Remains of WWII Marine to return Lebanon after being misidentified

Local News

LEBANON, Tenn. (WKRN) — A Lebanon, Tennessee, World War II veteran will finally return home after being misidentified following the Battle of Tarawa.

U.S. Marine Captain Glenn Walker was among the approximately 1,000 marines and sailors killed. 2,000 others were wounded.

At just 26-years-old Walker, who was also a company commander, was in the prime of his life.

“If he had finished the war as an officer in the marines and come back and completed his law degree – what his life might have been?” contemplated Lane Martin, a nephew of Capt. Walker.

Capt. Walker was a graduate of the University of Tennessee as well as a Harvard Law student when he went to war.

U.S. Marine Captain Glenn Walker

“It was a very bloody battle. It was at the island of Tarawa. It was one of the first major invasions of WWII in the pacific, and it was just a bloodiest is about the best way I know to describe it,” said Martin. “There were 1,100 marines were killed that day storming the beach.”

It was a three day battle that virtually annihilated the Japanese on the island.

At this point the U.S. was in a race against time. “In the chaos and aftermath of the day battle you had over 1,100 marines that were dead there, and they had to with the heat and all on the island, they had to quickly bury those 1,100 men,” Martin said.

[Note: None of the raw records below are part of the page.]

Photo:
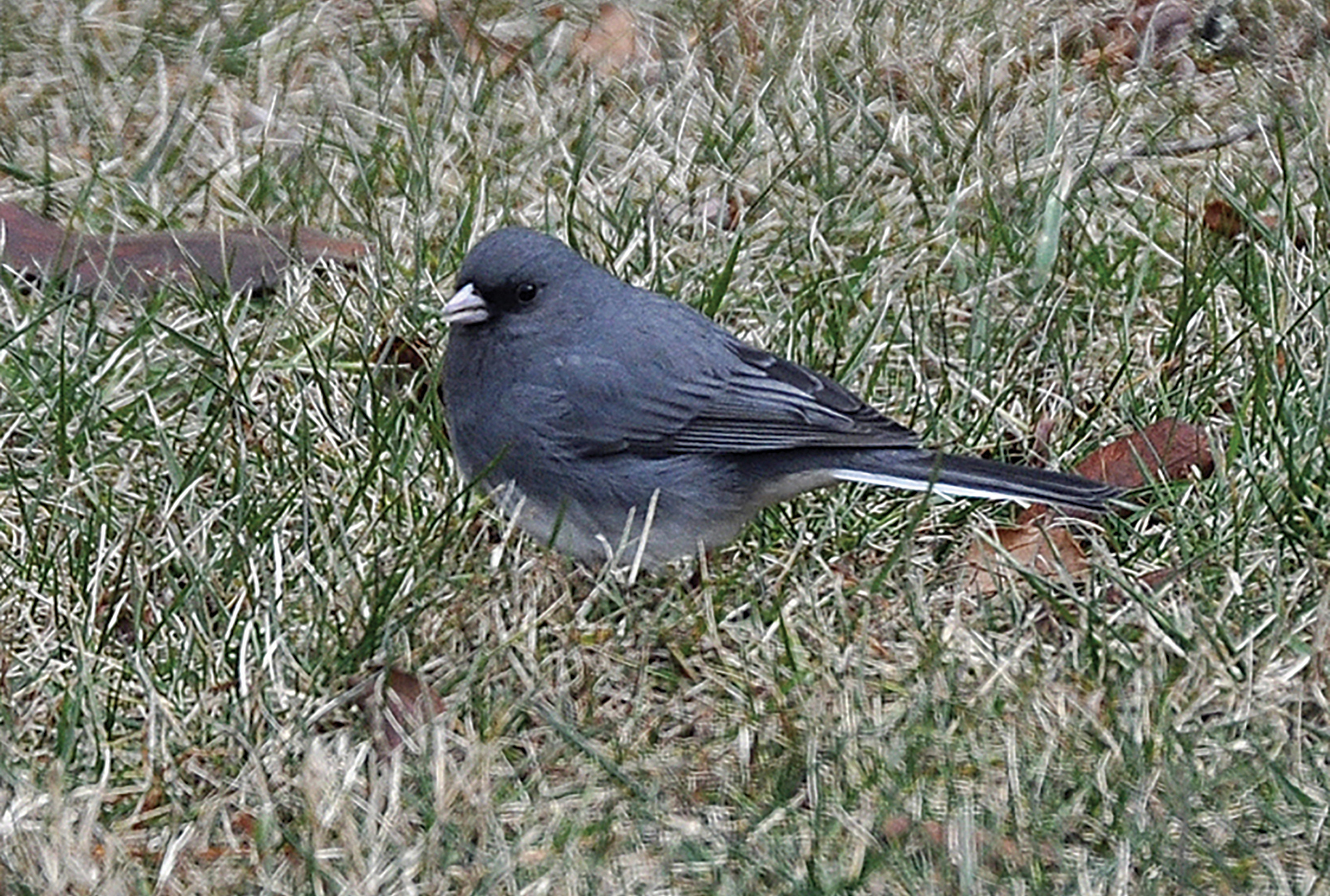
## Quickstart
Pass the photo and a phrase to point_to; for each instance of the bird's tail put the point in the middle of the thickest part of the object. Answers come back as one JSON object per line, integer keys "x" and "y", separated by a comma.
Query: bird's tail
{"x": 929, "y": 470}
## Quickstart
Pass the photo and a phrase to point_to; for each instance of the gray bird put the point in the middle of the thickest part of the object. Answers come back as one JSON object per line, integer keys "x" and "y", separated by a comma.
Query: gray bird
{"x": 594, "y": 410}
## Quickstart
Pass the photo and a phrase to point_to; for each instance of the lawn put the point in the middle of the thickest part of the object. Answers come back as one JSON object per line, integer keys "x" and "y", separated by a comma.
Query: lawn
{"x": 257, "y": 634}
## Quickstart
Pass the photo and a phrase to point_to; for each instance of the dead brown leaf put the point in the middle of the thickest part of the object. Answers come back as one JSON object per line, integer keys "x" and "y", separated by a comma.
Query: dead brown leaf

After the war in 1946, the Marines attempted to recover those buried but a mix up brought the wrong World War II veteran 6700 miles to the wrong family.

“The retrieving of those bodies in 1946, they found his dog tags, but they associated them with someone else’s body, and they actually shipped that body back here to Lebanon, and that person is currently buried next to my grandparents, and to my mother and father,” Martin said.

In 2015, the DPAA, which is the office charged with finding and identifying missing U.S. service members, identified Capt. Walker’s remains in Hawaii. That’s when the search for the next of kin began.

“I thought it was a hoax,” Martin said. That was his initial reaction when the marines found him to let him know the news decades later.

“How tall is the person that you’ve got the body that you’ve have in Hawaii? and she said ‘he’s 67 and 3 quarter inches tall,'” Martin said. “I’ve been told all my life that he was just as tall as I am that he was about 6’4, and when she told me that it was just like a shiver ran over my body, and I thought that’s him they’ve found my uncle.”

A marine with the rank of Captain is expected to escort Walker’s remains to Lebanon with military honors the week of July 22nd.

A memorial service is planned for July 24th at Fairview Church in Lebanon followed by a burial at the Wilson County Memorial Park Cemetery.

The identity of the other marine remains unknown at this time.